3. Der Entstehungsgeschichte einer Aussage kommt gerade bei der Bewertung kindlicher Zeugen in Missbrauchsfällen besondere Bedeutung zu.


Entscheidung

922. BGH 5 StR 101/22 - Beschluss vom 16. August 2022 (LG Hamburg)

Darlegungspflichten des Revisionsführers bei der Verfahrensrüge (Negativtatsachen).

§ 344 Abs. 2 S. 2 StPO

Bei einer Verfahrensrüge müssen die den geltend gemachten Verstoß enthaltenden Tatsachen so vollständig und genau dargelegt werden, dass das Revisionsgericht allein auf Grund dieser Darlegung das Vorhandensein eines Verfahrensmangels feststellen kann, wenn die behaupteten Tatsachen bewiesen sind oder bewiesen werden; dabei darf der Beschwerdeführer die ihm nachteiligen Tatsachen nicht übergehen und muss auch die Fakten vortragen, die für das Vorliegen eines Ausnahmetatbestandes sprechen können, der seiner Rüge den Boden entzöge.
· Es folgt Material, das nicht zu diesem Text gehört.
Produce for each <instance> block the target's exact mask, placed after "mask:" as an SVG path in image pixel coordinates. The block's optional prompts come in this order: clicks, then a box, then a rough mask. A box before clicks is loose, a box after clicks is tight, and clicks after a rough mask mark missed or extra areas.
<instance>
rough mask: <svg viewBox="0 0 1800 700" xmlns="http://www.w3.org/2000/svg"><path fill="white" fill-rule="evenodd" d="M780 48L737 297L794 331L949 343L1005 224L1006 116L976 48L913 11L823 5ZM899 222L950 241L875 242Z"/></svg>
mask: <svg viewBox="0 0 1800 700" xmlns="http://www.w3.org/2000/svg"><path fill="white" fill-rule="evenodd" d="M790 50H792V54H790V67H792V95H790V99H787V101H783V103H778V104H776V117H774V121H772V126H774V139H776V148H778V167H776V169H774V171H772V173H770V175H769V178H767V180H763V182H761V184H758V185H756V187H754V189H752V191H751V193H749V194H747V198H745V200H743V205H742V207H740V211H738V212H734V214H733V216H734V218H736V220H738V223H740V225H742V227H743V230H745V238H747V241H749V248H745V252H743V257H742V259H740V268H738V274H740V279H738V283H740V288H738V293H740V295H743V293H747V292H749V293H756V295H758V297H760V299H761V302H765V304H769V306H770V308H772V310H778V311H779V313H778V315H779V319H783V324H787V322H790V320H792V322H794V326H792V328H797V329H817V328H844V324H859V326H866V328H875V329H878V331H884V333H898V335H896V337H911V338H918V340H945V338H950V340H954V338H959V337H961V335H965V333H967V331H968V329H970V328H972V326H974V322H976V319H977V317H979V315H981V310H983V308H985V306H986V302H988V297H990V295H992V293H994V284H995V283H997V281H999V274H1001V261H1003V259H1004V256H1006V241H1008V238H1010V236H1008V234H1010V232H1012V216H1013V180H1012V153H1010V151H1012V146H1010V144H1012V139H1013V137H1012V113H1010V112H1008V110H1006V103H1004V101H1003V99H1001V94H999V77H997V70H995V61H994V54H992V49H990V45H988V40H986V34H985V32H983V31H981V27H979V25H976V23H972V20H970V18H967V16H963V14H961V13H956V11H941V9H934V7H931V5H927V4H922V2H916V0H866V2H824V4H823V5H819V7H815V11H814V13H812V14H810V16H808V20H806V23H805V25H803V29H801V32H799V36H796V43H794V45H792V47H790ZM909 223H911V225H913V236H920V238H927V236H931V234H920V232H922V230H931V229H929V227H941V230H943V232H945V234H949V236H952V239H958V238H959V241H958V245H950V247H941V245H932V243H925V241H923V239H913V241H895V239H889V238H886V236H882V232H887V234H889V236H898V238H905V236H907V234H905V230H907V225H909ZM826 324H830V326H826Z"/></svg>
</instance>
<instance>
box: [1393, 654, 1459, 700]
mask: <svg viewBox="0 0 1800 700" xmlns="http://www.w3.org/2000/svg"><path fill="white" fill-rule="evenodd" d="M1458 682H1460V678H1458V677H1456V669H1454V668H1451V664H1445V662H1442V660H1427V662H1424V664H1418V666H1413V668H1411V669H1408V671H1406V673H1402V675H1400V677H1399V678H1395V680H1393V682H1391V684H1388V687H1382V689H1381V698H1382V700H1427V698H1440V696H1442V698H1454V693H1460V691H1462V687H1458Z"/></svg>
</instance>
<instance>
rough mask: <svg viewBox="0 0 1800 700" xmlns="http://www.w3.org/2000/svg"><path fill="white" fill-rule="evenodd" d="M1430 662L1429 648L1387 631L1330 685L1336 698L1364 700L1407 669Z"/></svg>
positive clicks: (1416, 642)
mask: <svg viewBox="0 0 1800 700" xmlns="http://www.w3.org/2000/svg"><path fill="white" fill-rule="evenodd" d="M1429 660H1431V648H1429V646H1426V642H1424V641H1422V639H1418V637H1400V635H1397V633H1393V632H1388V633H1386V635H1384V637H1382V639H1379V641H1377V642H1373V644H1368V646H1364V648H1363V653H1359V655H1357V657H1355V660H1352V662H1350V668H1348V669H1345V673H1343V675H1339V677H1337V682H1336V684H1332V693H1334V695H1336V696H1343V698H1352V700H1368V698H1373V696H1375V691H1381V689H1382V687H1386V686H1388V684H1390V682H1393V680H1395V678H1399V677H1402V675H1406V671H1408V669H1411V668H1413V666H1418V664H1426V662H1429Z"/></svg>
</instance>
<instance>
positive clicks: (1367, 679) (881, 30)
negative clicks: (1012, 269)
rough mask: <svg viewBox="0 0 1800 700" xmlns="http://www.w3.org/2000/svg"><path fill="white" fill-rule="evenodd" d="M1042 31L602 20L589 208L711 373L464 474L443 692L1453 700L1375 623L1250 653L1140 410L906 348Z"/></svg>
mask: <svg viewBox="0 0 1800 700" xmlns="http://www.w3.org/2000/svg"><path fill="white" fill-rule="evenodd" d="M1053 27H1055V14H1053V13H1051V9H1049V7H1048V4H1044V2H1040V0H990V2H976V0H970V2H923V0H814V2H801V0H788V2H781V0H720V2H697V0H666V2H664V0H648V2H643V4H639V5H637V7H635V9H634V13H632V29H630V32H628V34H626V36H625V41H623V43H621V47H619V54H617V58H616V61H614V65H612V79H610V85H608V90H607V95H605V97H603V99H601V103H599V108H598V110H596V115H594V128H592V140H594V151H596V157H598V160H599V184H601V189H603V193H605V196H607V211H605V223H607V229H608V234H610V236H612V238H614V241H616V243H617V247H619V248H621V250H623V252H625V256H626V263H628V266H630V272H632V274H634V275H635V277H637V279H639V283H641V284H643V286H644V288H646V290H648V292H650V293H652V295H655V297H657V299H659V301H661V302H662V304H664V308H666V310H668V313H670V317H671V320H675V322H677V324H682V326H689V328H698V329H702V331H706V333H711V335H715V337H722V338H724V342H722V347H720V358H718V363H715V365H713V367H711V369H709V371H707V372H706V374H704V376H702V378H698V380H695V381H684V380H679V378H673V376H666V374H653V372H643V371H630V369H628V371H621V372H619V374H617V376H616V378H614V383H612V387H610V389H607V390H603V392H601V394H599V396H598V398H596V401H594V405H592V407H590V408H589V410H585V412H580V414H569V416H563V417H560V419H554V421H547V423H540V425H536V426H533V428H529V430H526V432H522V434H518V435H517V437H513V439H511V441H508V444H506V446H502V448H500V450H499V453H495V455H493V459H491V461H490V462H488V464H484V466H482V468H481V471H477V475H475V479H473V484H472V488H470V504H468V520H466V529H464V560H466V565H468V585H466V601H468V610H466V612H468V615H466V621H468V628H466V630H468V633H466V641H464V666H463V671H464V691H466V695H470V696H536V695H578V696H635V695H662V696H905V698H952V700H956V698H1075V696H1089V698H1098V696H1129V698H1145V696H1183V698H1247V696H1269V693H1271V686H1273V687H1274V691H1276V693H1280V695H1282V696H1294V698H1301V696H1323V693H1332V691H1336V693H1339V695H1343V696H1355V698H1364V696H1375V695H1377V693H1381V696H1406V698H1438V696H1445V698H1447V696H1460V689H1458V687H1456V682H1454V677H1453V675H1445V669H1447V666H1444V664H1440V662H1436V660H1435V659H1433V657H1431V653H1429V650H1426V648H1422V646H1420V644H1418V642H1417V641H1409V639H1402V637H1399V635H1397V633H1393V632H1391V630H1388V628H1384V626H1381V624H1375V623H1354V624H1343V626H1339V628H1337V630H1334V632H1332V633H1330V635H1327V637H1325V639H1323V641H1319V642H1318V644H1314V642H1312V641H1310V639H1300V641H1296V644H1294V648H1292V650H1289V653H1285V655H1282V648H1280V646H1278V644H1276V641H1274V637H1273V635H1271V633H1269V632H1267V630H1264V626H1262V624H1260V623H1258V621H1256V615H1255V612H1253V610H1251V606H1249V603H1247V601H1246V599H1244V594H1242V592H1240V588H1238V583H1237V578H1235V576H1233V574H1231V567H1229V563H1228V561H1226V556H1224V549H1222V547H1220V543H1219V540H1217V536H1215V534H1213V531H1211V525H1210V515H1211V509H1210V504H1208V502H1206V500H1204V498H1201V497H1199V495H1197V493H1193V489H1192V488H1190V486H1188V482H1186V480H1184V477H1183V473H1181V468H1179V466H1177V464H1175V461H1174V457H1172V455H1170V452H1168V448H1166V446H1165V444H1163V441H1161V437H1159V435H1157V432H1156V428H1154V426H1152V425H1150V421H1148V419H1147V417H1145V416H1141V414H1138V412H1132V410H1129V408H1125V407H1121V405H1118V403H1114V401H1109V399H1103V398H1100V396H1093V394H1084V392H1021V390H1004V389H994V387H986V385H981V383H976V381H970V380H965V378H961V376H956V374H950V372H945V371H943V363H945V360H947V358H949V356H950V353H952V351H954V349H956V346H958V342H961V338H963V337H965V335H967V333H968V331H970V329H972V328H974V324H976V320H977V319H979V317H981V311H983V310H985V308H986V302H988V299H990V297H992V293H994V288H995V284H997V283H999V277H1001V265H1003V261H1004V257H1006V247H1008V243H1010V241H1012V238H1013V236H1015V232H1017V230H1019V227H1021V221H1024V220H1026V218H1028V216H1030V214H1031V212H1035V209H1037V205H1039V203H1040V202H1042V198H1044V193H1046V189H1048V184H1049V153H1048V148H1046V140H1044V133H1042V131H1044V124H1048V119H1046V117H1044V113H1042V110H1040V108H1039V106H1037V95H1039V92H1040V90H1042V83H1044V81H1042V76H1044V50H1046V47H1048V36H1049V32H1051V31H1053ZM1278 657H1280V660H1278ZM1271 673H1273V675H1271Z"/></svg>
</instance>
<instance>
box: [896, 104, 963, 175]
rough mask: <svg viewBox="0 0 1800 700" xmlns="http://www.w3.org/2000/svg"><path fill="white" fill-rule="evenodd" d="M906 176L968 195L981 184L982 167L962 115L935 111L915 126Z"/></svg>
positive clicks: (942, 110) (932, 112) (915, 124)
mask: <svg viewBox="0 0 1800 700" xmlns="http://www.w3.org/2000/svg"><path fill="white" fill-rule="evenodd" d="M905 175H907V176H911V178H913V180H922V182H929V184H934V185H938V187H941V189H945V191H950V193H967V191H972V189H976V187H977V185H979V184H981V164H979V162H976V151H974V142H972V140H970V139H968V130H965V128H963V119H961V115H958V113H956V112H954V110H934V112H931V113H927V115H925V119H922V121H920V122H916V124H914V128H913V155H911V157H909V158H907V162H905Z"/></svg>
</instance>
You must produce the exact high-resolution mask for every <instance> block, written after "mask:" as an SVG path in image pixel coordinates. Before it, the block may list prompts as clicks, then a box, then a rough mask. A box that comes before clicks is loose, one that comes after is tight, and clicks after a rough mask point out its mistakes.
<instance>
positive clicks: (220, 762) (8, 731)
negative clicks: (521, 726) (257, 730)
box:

Sog. „Negativtatsachen“ sind dabei indes nur dann mitzuteilen, wenn eine dem geltend gemachten prozessualen Fehler entgegenstehende Verfahrenslage nach der konkreten Fallgestaltung ernsthaft in Frage kommt.


Entscheidung

995. BGH 3 BGs 293/19 2 BJs 967/18-5 Beschluss vom 12. September 2019

Erinnerung gegen Festsetzung nach § 55 RVG (Ersatz von Auslagen für Kopien und Ausdrucke; Darlegungs- und Beweisleist im Auslagenerstattungsverfahren).

§ 2 Abs. 2 Satz 1 RVG; § 56 Abs. 1 RVG; Nr. 7000 Ziffer 1 lit. a) VV-RVG

1. Der Ersatz von Auslagen für Kopien und Ausdrucke aus Gerichtsakten kann verlangt werden, soweit diese zur sachgemäßen Bearbeitung der Rechtssache geboten oder zur notwendigen Unterrichtung des Auftraggebers zu fertigen sind. Maßgeblich hierfür ist die Sicht eines verständigen und durchschnittlich erfahrenen Rechtsanwalts; hierbei sind auch die konkrete Verfahrensart und das Verfahrensstadium zu berücksichtigen. Die Darlegungs- und Beweisleist im Auslagenerstattungsverfahren obliegt dem Rechtsanwalt als Antragssteller.

2. Wenn der Akteninhalt vollständig und verlässlich in digitalisierter Form zu einem Zeitpunkt vorliegt, zu dem sich der Pflichtverteidiger noch in den Verfahrensstoff einarbeiten kann, kann dieser regelmäßig auf diese Form der Information über den Akteninhalt verwiesen werden; die Fertigung eines Gesamtaktenausdrucks erweist sich in diesen Fällen als grundsätzlich nicht erforderlich. Diese Maßgaben finden grundsätzlich auch Anwendung auf Haftsachen. Allerdings ist die vom Rechtsanwalt zu gewährleistende sachgerechte Verteidigung im Lichte der haftspezifischen Beschränkungen des Verteidigermandats des Einzelfalles zu bewerten.